Data Preparation
About 721 wordsAbout 2 min
2026-04-20
This section introduces how to convert raw PDF documents into a data format that can be used by DataFlow-KG operators. In other words, when facing PDFs with complex structures and inconsistent formatting, we need to perform text extraction, content normalization, and chunking so as to obtain standardized input suitable for downstream knowledge cleaning, QA construction, or training data generation. We inherit DataFlow’s PDF processing pipeline.
1. Overall Workflow
When using DataFlow-KG operators in practice, raw PDF files usually cannot be directly processed. Common reasons include:
- Documents contain multiple types of content, such as titles, main text, headers and footers, tables, and image captions;
- Different PDFs have very different layouts, and directly extracted text often contains substantial noise;
- A single document is usually too long to be fed directly into downstream operators;
- There is no unified data format, making it difficult to chain cleaning, extraction, graph construction, or QA workflows.
We inherit DataFlow’s processing pipeline for PDF documents. Here, PDF processing is typically divided into two steps:
- Information Extraction: Use
FileOrURLToMarkdownConverterLocalto call MinerU and convert the raw PDF into Markdown. - Text Chunking: Use
KBCChunkGeneratorto split long text into smaller segments and output them in JSON format for subsequent processing.

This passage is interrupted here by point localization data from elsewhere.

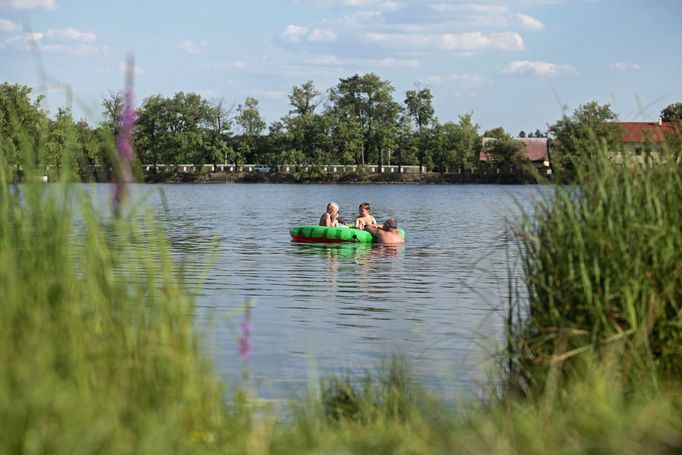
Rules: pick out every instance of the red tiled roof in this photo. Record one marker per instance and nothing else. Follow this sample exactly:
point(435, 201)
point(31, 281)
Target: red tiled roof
point(637, 132)
point(536, 148)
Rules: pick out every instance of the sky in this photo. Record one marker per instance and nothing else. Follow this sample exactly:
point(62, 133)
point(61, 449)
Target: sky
point(518, 64)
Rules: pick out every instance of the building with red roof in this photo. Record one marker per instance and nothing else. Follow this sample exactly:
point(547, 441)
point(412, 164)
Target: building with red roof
point(646, 137)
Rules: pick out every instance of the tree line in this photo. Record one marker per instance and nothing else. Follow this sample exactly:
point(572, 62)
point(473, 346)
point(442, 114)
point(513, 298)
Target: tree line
point(358, 121)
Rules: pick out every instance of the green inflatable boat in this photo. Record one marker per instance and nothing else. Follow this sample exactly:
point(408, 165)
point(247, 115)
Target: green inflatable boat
point(327, 234)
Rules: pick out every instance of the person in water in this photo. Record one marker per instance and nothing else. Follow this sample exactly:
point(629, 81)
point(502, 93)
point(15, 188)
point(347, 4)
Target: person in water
point(331, 216)
point(364, 218)
point(387, 233)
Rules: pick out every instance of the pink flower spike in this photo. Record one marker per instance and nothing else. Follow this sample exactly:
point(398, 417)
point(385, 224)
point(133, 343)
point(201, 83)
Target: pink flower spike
point(124, 140)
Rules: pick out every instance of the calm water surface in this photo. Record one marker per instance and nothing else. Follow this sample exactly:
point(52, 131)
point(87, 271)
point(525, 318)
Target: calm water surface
point(437, 300)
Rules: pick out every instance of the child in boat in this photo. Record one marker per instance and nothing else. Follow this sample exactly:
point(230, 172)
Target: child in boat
point(364, 218)
point(331, 216)
point(387, 233)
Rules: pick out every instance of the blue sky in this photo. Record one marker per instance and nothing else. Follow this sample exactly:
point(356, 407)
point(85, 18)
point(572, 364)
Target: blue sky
point(512, 63)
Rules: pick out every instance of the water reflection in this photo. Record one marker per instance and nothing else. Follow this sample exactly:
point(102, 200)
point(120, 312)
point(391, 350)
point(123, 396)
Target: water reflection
point(345, 306)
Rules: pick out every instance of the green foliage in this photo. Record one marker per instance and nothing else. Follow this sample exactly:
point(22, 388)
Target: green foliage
point(97, 349)
point(21, 123)
point(362, 106)
point(672, 113)
point(456, 145)
point(604, 271)
point(574, 137)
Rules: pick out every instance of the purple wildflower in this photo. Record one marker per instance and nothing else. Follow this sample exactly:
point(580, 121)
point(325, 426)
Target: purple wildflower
point(124, 140)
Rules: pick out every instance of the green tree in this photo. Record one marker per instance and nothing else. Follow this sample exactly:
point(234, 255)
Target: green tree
point(22, 123)
point(309, 132)
point(61, 148)
point(574, 138)
point(152, 132)
point(218, 131)
point(251, 123)
point(466, 142)
point(419, 105)
point(364, 103)
point(112, 106)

The advantage of this approach is that it first converts heterogeneous PDFs into relatively well-structured Markdown, and then chunks the text by token, character, sentence, or semantic unit, making downstream retrieval and knowledge base construction more convenient.
Raw PDF -> Unified Text Representation -> Processable Text Chunks
2. Installation and Environment Setup
PDF extraction in this system depends on the MinerU model, which needs to be installed separately as follows:
conda create -n dfkg python=3.10
conda activate dfkg
git clone https://github.com/OpenDCAI/DataFlow-KG.git
cd DataFlow-KG
pip install -e .
pip install 'mineru[all]'You can also run the MinerU model locally using the following commands:
mineru-models-download --help
mineru-models-downloadAfter installation, MinerU can be called locally to recognize and parse PDF files.
Notes:
2.1 Select a Download Source
Available sources include:
huggingfacemodelscope
The documentation recommends modelscope, since the download experience is usually more stable.
2.2 Select a MinerU Version
The documentation distinguishes between two types of models:
- MinerU1 / pipeline: A traditional pipeline-based approach, relatively slower but with lower GPU memory requirements.
- MinerU2.5 / vlm: A VLM-based approach, faster in parsing but requiring more GPU memory.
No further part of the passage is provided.